Selanjutnya, pada pasal 46 UU No.23/1997 dinyatakan bila badan hukum terbukti
melakukan tindak pidana, maka sanksinya dijatuhkan selain terhadap badan hukum,
juga terhadap mereka yang memberi perintah atau yang menjadi pemimpin dalam
perbuatan tersebut. Kejahatan korporasi dalam sistim hukum Indonesia, diatur
dalam UU No.23/1997 tentang Lingkungan Hidup. Begitu juga dari aspek
pelanggaran Hak Asasi Manusia (HAM), yang menurut Walhi, bahwa PT Lapindo
Brantas Inc. telah merugikan masyarakat dalam pelbagai segi, misalnya, ekonomi,
sosial, dan budaya dan tidak dapat dibayangkan, dimana ribuan pekerja
kehilangan mata pencaharian, produktivitas kerja masyarakat menurun, ribuan
(bahkan jutaan dimasa yang akan datang) anak terancam putus sekolah, dan
perekonomian Jawa Timur tersendat. Sampai pada saat sekarang ini, terhadap
penegakan hukum atas kasus luapan lumpur Lapindo tak kunjung jelas, terdapatnya
kebijakan politik yang minus etika lebih dikedepankan ketimbang aspek keadilan
masyarakat.

Reaksi
: Sebelum terjadinya luapan Lumpur Lapindo Sidoarjo Surabaya,
ekosistem serta infrasutruktur di Sidoarjo sangat baik, dimana kegiatan
perekonomian berjalan lancar. Lingkungan hidup disekitar masyarakat sidoarjo
tertata sesuai dengan ketentuan Undang Undang No. 23 Tahun 1997 tentang
Lingkungan Hidup. Kesejahteraan perekonomian sangat baik walaupun berjalan
sangat lambat, akan tetapi terhadap swasembada pangan terutama dibidang
agrobisnis di sekitar wilayah sidoarjo Surabaya berjalan lancar sesuai dengan
yang diamanatkan oleh Undang Undang Dasar 1945.
Setelah
terjadinya peristiwa Luapan Lumpur Lapindo Sidoarjo Surabaya, Jawa Timur dimana
Tanggal 28 Mei 2006, sekitar pukul 22.00 terjadi kebocoran gas hidrogen sulfida
(H2S) di areal ladang eksplorasi gas Rig TMMJ # 01, lokasi Banjar Panji
perusahaan PT. Lapindo Brantas (Lapindo) di Desa Ronokenongo, Kecamatan
Porong, Kabupaten Sidoarjo. Kebocoran gas tersebut berupa semburan asap putih
dari rekahan tanah, membumbung tinggi sekitar 10 meter. Semburan gas tersebut
disertai keluarnya cairan lumpur dan meluber ke lahan warga dan semburan lumpur
panas tersebut sampai saat ini belum juga bisa teratasi. Semburan yang akhirnya
membentuk kubangan lumpur panas ini telah memporak-porandakan sumber-sumber
penghidupan warga setempat dan sekitarnya yaitu tidak kurang dari 10
pabrik harus tutup, 90 hektar sawah dan pemukiman penduduk tak bisa digunakan
dan ditempati lagi, demikian juga dengan tambak-tambak banding dan lain sebagainya.

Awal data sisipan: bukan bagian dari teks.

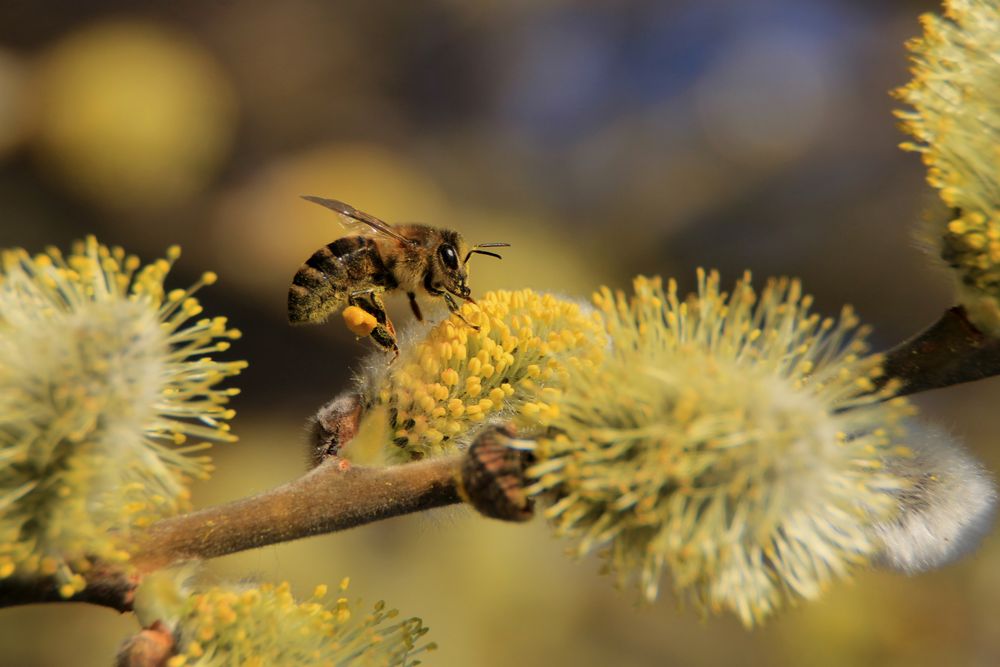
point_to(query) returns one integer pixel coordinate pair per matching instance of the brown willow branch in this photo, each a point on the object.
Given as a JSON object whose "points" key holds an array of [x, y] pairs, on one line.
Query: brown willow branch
{"points": [[951, 351], [330, 497], [106, 587]]}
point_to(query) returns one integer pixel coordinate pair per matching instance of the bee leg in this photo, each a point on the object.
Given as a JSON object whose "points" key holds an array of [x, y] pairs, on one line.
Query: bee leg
{"points": [[384, 334], [415, 307], [453, 307]]}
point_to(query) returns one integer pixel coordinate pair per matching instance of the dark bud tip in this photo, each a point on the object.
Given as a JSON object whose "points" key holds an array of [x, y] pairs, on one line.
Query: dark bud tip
{"points": [[151, 647], [493, 479], [333, 426]]}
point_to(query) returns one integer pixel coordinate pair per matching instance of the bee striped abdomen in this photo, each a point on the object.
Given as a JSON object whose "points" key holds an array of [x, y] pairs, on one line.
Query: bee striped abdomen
{"points": [[321, 285]]}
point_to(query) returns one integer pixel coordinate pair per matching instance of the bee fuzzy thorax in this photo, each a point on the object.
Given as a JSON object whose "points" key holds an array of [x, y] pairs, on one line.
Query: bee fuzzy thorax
{"points": [[351, 274]]}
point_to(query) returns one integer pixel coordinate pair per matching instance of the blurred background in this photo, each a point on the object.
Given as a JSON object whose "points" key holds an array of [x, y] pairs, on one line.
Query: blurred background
{"points": [[601, 140]]}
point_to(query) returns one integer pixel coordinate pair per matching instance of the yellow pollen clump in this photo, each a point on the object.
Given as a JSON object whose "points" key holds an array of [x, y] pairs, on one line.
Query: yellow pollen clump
{"points": [[359, 322], [955, 121]]}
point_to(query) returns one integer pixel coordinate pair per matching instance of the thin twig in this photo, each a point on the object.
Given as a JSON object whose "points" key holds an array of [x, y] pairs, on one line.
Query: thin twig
{"points": [[330, 497], [106, 587], [951, 351]]}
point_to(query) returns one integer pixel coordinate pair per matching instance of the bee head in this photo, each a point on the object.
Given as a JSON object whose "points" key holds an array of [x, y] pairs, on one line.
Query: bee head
{"points": [[451, 258], [450, 272]]}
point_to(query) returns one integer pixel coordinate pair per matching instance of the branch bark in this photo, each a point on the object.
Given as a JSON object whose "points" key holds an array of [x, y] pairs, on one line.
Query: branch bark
{"points": [[106, 587], [951, 351], [330, 497]]}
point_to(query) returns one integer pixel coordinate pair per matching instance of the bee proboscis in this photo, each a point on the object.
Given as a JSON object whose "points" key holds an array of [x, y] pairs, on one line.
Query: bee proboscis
{"points": [[356, 270]]}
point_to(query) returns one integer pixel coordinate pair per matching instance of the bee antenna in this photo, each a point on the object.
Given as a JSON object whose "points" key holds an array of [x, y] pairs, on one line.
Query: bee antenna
{"points": [[476, 250]]}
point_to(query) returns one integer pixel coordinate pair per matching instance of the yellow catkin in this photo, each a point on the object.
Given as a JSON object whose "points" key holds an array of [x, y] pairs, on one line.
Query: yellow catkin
{"points": [[700, 449]]}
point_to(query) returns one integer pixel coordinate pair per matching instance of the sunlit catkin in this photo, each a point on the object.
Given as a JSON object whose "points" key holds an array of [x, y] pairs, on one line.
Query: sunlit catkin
{"points": [[445, 386], [263, 625], [955, 122], [104, 377], [735, 441]]}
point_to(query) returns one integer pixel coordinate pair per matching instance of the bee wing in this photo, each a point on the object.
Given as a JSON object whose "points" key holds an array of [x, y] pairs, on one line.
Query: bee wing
{"points": [[358, 218]]}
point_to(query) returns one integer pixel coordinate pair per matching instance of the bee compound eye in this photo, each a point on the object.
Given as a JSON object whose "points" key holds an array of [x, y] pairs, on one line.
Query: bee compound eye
{"points": [[449, 256]]}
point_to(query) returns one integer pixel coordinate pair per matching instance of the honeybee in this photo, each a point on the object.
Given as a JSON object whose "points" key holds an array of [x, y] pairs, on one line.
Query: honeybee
{"points": [[357, 270]]}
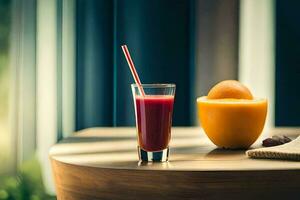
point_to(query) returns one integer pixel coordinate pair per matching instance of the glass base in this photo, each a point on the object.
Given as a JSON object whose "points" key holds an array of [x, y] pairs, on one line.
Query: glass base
{"points": [[157, 156]]}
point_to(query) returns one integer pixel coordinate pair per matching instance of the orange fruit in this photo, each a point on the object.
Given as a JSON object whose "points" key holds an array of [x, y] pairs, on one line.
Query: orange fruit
{"points": [[229, 89], [230, 116]]}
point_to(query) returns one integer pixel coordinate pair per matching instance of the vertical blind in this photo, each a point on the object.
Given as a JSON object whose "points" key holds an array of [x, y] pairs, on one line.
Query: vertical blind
{"points": [[166, 43]]}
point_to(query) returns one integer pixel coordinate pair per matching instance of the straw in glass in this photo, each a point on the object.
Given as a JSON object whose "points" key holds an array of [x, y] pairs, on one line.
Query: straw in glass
{"points": [[132, 69]]}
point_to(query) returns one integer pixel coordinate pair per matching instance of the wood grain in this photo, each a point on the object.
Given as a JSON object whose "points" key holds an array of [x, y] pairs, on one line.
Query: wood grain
{"points": [[102, 164]]}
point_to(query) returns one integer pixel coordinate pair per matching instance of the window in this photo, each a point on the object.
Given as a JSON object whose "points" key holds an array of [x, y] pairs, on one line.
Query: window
{"points": [[5, 29]]}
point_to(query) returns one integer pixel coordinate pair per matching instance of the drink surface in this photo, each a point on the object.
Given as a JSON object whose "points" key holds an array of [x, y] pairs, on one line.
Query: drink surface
{"points": [[154, 121]]}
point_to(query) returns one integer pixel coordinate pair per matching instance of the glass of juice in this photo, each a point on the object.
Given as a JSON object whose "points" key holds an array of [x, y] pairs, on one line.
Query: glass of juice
{"points": [[153, 114]]}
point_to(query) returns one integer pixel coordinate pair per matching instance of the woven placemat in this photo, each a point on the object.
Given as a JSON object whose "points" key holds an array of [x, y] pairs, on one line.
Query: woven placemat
{"points": [[288, 151]]}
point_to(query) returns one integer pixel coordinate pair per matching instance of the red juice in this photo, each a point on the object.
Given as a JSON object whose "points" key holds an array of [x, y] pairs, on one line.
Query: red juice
{"points": [[154, 121]]}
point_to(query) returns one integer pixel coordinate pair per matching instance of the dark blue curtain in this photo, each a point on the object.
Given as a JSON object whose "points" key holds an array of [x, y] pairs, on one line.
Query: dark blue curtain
{"points": [[161, 38], [287, 108]]}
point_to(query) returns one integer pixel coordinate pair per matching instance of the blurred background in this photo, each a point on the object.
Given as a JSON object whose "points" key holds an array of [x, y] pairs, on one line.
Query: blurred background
{"points": [[62, 68]]}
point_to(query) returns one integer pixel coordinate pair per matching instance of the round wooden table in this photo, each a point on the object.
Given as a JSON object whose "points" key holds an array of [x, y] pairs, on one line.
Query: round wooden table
{"points": [[102, 163]]}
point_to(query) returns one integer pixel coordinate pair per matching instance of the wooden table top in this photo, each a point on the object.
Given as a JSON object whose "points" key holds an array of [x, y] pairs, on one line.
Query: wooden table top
{"points": [[92, 154], [190, 150]]}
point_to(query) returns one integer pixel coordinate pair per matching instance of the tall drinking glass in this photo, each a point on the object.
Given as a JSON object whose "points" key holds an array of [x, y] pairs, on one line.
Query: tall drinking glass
{"points": [[153, 114]]}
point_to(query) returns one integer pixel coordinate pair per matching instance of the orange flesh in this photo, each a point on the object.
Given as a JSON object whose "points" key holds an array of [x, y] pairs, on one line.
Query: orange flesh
{"points": [[232, 123], [229, 89], [230, 117]]}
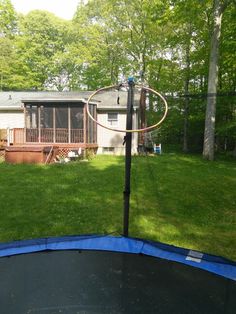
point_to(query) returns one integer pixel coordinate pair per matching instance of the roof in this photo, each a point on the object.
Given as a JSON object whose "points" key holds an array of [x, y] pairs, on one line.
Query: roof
{"points": [[107, 100]]}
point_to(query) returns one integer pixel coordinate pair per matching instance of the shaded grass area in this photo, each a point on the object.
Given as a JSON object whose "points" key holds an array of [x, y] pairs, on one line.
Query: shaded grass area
{"points": [[177, 199]]}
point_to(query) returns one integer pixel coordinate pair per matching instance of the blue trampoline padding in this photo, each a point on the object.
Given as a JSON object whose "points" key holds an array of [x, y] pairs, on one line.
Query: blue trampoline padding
{"points": [[211, 263]]}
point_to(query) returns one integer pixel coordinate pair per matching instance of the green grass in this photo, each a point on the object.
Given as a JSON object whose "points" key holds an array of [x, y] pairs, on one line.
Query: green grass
{"points": [[178, 199]]}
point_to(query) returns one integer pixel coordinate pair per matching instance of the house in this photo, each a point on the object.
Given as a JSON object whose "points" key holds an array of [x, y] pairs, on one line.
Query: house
{"points": [[32, 119]]}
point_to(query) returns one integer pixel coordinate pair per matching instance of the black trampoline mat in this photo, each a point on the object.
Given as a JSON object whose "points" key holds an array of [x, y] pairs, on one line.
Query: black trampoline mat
{"points": [[106, 282]]}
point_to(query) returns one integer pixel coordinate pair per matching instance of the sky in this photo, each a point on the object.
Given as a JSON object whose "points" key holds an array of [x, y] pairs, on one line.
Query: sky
{"points": [[61, 8]]}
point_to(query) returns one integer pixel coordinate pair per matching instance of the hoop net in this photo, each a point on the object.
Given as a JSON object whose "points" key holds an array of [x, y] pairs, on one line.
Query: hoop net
{"points": [[118, 87]]}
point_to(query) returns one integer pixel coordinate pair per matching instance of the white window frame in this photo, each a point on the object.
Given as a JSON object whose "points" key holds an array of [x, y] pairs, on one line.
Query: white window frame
{"points": [[112, 121]]}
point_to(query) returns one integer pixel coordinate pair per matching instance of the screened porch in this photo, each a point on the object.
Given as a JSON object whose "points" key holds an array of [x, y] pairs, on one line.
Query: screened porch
{"points": [[63, 123]]}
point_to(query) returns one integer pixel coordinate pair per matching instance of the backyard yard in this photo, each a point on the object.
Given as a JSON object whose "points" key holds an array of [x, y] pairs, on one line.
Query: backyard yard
{"points": [[177, 199]]}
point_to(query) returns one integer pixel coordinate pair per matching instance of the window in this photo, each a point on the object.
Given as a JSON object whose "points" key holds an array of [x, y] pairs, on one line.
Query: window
{"points": [[112, 118]]}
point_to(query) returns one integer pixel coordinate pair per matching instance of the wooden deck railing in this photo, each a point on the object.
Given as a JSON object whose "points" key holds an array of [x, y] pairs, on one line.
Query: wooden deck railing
{"points": [[48, 136]]}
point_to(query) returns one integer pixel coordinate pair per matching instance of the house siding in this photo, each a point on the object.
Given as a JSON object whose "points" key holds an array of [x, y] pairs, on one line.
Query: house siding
{"points": [[111, 142], [11, 119]]}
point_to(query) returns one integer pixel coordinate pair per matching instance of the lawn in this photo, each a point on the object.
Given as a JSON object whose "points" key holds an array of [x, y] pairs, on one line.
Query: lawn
{"points": [[177, 199]]}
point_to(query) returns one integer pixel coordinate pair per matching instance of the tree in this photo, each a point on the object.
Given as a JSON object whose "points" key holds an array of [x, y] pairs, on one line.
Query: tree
{"points": [[8, 19], [209, 134]]}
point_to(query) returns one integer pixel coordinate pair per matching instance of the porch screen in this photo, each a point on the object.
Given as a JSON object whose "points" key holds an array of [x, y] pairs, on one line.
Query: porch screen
{"points": [[31, 117], [77, 124], [61, 121], [46, 124]]}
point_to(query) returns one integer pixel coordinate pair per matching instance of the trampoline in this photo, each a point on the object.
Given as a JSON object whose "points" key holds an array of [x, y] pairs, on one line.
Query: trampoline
{"points": [[106, 274]]}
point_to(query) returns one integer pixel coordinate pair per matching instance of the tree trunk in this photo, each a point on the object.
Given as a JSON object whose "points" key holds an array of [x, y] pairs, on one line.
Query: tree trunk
{"points": [[234, 151], [186, 99], [209, 134]]}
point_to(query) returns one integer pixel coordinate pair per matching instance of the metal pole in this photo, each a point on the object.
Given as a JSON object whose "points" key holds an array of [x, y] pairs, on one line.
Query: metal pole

Dan terhadap data yang didapat bahwa terdapatnya jumlah pengungsi di lokasi
Pasar Porong Baru sejumlah 1110 Kepala Keluarga dengan Rincian 4345 jiwa dan
433 Balita, Lokasi Kedung Bendo jumlah pengungsi sebanyak 241 Kepala Keluarga
yang terdiri dari 1111 Jiwa dan 103 Balita, Lokasi Balai Desa Ronokenongo
sejumlah 177 Kepala keluarga dengan rincian 660 jiwa.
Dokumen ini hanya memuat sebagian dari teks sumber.